Personal Peak Prep - Heat & Energy

This guest post is about the personal activities and preparations of someone who’s name you might recognize, but who wishes to remain nameless here. I’ve separated it into multiple posts based on topic.

Heat:

We bought a corn-burning furnace at an auction and got it working this year. We found a (fairly) local farmer who was willing to sell us his very, very dry untreated corn for $5 for 50 pounds, and we picked up all the bags we could carry in our car. This allowed us to open up a ‘great room’ in our house that was previously unheated, and to make room for more community ‘salons,’ which are sort of structured community talks about sustainability.

My husband also learned how to hand-chop wood from a local expert, and was shown its meditative qualities, as well as great technique. Wood heats three ways: When you chop it, when you lug it, and when you burn it. We’ve been told that our forest will sustainability allow us to continue to heat our home without depleting our source. This is very good news.

We have refused to turn the oil heat on in the house (end of Nov.) and continue to burn our wood. We are cleaning out a section of the basement to be able to stack it inside. We’ve been gathering up paper and cardboard all summer, but we’ve gone through most of that already.

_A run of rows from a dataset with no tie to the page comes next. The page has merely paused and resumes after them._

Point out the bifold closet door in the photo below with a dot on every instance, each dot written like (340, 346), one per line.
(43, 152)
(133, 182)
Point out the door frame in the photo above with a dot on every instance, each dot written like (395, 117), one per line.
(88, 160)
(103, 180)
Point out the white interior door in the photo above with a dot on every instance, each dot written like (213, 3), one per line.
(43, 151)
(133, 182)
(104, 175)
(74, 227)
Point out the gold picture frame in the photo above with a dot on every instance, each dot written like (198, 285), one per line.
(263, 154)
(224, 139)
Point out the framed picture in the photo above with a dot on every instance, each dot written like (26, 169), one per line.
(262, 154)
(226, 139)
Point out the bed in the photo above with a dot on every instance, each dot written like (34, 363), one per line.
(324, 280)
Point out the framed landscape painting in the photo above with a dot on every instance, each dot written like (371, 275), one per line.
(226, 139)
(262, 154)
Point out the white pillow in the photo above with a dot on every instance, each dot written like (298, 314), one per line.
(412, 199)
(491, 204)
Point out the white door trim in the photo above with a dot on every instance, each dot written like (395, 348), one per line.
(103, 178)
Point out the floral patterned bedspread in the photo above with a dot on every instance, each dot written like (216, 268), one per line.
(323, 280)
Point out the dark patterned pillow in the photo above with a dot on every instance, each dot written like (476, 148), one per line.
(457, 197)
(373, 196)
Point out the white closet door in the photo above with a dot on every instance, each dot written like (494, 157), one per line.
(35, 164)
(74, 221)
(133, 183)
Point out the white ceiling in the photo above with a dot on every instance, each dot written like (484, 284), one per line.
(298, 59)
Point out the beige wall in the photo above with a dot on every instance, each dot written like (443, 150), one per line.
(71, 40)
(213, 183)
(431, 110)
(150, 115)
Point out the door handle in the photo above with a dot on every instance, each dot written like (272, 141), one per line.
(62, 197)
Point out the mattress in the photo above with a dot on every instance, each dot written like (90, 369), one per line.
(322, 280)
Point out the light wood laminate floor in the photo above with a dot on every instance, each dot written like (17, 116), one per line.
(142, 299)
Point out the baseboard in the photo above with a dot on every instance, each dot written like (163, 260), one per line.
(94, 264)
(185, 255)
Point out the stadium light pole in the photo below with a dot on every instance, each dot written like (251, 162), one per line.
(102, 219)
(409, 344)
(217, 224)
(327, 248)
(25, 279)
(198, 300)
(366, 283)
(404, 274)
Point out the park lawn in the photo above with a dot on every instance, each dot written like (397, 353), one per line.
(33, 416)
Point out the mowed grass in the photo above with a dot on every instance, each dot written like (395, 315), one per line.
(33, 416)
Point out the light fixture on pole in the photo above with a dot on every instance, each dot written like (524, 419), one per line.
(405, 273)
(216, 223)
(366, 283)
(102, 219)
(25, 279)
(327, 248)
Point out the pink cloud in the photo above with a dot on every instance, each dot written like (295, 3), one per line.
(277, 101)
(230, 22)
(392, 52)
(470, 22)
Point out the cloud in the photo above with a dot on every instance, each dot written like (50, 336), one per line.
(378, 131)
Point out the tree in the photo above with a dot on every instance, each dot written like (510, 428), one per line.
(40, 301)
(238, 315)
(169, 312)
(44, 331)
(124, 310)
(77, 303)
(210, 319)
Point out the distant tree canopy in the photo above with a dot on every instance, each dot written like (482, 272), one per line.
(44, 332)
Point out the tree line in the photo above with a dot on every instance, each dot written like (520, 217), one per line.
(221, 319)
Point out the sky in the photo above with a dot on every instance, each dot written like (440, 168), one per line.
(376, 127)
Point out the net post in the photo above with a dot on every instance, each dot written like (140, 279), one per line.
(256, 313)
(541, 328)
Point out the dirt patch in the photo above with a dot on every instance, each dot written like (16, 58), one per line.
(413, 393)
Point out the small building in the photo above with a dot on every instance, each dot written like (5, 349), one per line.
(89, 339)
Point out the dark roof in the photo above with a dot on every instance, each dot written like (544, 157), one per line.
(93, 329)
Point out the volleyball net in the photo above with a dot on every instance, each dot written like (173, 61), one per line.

We have located a free source of kindling we’ll be investigating.

We moved our bedroom out of the coldest North & North-West facing side of the house and into the warmest central & smallest room over our hallway. It rests just over the basement and wood-burning furnace, so it will stay warm from down below. We put up insulating curtains there, and are putting up others throughout the house. I’m also learning to knit, so as my first ‘project,’ I’m making draft-stoppers for the doorways, and using some of the dried corn used for the stove. Our goal is to only heat the downstairs of our overly large home, and to sleep in the cold. We’ll need ‘night caps.’

Energy:

We’ve come to see cutting our energy costs as a process of peeling an onion. We begin a task, and pretty soon, we start seeing other things that might never have occurred to us. One thing I’d say is not to get too caught up in the “more sustainable than thou” mode. You know, when you say “I’ve just hung up a clothes line in my basement and am not using my dryer anymore” and someone response by saying “YOU still used a DRYER?” This sort of one-upmanship is human nature, but very discouraging to the person making the change. Yes, we used a dryer. Yes, we used to dry clean clothes. And no, we don’t anymore. As of yesterday.

We looked over at the electric coffee maker, constantly telling us the time, next to the stove, constantly telling us the time, and we pulled out the coffee maker (no, not the stove—yet.) We got a French Press, which, yes, took energy to make, but will continue to make coffee when the electricity is out, and doesn’t require any filters, therefore no ongoing disposables. I put away the electric clocks and bought wind-up ones. It reminds me of the time going by each day, when I have to wind them up.

I also walk around doing what my father used to do when I was small: shutting off the lights saying “We aren’t here to support Edison,” a quaint reference to the man of the same name who our electric companies used to be named after.

Our water heater, a huge monstrosity we put in when we were in the midst of the ‘Energy Fiesta,’ continues to consume oil, even when our thermostats don’t. We could have hooked it up to electricity at the time we put it in, but then, “Oil was so cheap.” That beast eats up 500 gallons of oil a year, and clearly something has to change there too. Maybe just taking less showers, until we can front the bucks for a solar water system, which it can be converted to. Turning down the warmth of the water would help too. We’ve stopped using the dishwasher.